* Por José Antônio Milagre

Cresce rapidamente nas rede sociais fotos no estilo
“antes e depois” e milhares de timelines com a postagem no chamado “Desafio dos
10 anos” (#10yearsChallenge). A ideia simples seria uma comparação entre a
pessoa hoje e há dez anos atrás. Porém outros dados podem ser considerados
desta dinâmica e algumas reflexões, por mais hollywoodianas que possam parecer,
precisam ser tratadas.

O fornecimento destas informações pode auxiliar o
desenvolvimento de um cenário de reconhecimento facial (cujos controladores não
sabemos quem serão) e as pessoas precisam tomar certos cuidados em relação a
isso, sobretudo diante de um panorama incerto sobre a transferência de dados
pessoais. Embora tenhamos leis em vigor no Brasil, nunca sabermos o que
acontece “intramuros” e não há garantias que as Leis serão suficientes para
alcançar este ponto.

Pode-se até dizer que estes dados (fotos de antes e
depois) já estavam disponíveis no Facebook, mas é possível ter certeza que ao
participar da dinâmica estamos submetendo novos dados, organizando os mesmos
(no design da aplicação de tratamento) e inclusive realizando e auxiliando para
que o algoritmo de reconhecimento facial seja treinado e aperfeiçoado, até
mesmo em progressão de 10 anos, como no desafio.

Mas e daí, não é mesmo?

Embora qualquer um pudesse varrer o Facebook buscando
estas fotos (de hoje e de dez anos atrás) é fato que não estariam em ordem
cronológica, e quando fazemos o “jogo do aplicativo”, estamos organizando a
informação, fornecendo inclusive novos EXIFS (metadados das imagens) que
poderão revelar novos dados subjacentes ou informações que não seriam expostas,
não fossem tratadas. Um exemplo seria sua foto de perfil que fora devidamente
scaneada, ela provavelmente terá exifs diferentes
(inúteis) diante de uma foto de dez anos atrás e de uma atual, tirada do seu
iphone ou no seu então Nokia E71 com Symbiam, por exemplo.

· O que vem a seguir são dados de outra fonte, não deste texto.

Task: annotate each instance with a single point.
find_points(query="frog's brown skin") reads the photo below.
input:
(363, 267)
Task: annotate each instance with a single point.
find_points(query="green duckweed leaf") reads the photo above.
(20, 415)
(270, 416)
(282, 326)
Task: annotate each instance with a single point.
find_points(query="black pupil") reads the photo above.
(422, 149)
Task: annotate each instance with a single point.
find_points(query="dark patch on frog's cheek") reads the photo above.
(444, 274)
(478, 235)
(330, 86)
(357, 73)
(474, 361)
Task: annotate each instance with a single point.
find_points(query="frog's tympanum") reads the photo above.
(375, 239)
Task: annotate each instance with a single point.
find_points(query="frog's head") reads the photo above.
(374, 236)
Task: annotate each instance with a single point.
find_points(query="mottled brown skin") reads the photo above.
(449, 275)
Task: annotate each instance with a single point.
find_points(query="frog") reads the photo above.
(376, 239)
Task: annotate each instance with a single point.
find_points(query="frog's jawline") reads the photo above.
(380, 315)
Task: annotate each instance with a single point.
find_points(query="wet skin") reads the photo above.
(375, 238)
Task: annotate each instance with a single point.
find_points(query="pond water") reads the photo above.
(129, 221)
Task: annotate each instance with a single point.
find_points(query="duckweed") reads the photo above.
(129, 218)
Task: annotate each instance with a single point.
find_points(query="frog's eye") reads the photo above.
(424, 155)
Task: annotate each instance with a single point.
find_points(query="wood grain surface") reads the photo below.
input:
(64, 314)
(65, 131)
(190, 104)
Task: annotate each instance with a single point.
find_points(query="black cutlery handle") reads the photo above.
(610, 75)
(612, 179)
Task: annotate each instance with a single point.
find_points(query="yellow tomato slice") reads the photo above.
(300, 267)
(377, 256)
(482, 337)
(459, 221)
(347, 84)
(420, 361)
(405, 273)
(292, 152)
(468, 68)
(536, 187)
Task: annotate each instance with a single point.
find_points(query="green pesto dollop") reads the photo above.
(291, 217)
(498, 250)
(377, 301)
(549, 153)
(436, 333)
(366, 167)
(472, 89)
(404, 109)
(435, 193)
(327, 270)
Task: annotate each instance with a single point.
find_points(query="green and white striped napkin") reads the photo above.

Ou seja, você não está só revelando como você era hoje e
há dez anos atrás, mas, principalmente, onde estava e como as fotos foram
feitas, além de fornecer chaves para comparação com outros dados que as redes
sociais já armazenam e com isso, mais dados pessoais são revelados e novas
inferências podem ser realizadas, com classificações corretas ou não.

Em síntese, existe um vasto volume de dados envolvendo
fotos de pessoas há dez anos atrás e agora. Aplicações podem até usar as
hashtags para coletar estes dados para “N” formas de tratamento, inimagináveis,
nos mais variados negócios. Nos últimos anos estamos vivenciando uma série de
games e memes sociais para extrair dados. E porque eles dão tão certo? Primeiro
porque distraem os titulares dos dados, e segundo que, apesar de leis rígidas a
respeito, como a própria GDPR (Regulamento da União Européia), conseguem o
consentimento dos usuários, que não lêem as finalidades e o que será feito com
seus dados após a frenesi ou febre do meme passar.

Seria criminoso então
que alguém possa
usar suas fotos do Facebook
para treinar o reconhecimento facial?
De forma alguma,
pode até ser benéfico, no entanto, precisamos ficar
atentos às intenções e o que realmente fornecemos e para quais finalidades.
Tudo precisa ser claro, pois transparência é a tônica dos regulamentos atuais e
que dizem proteger os titulares de dados pessoais.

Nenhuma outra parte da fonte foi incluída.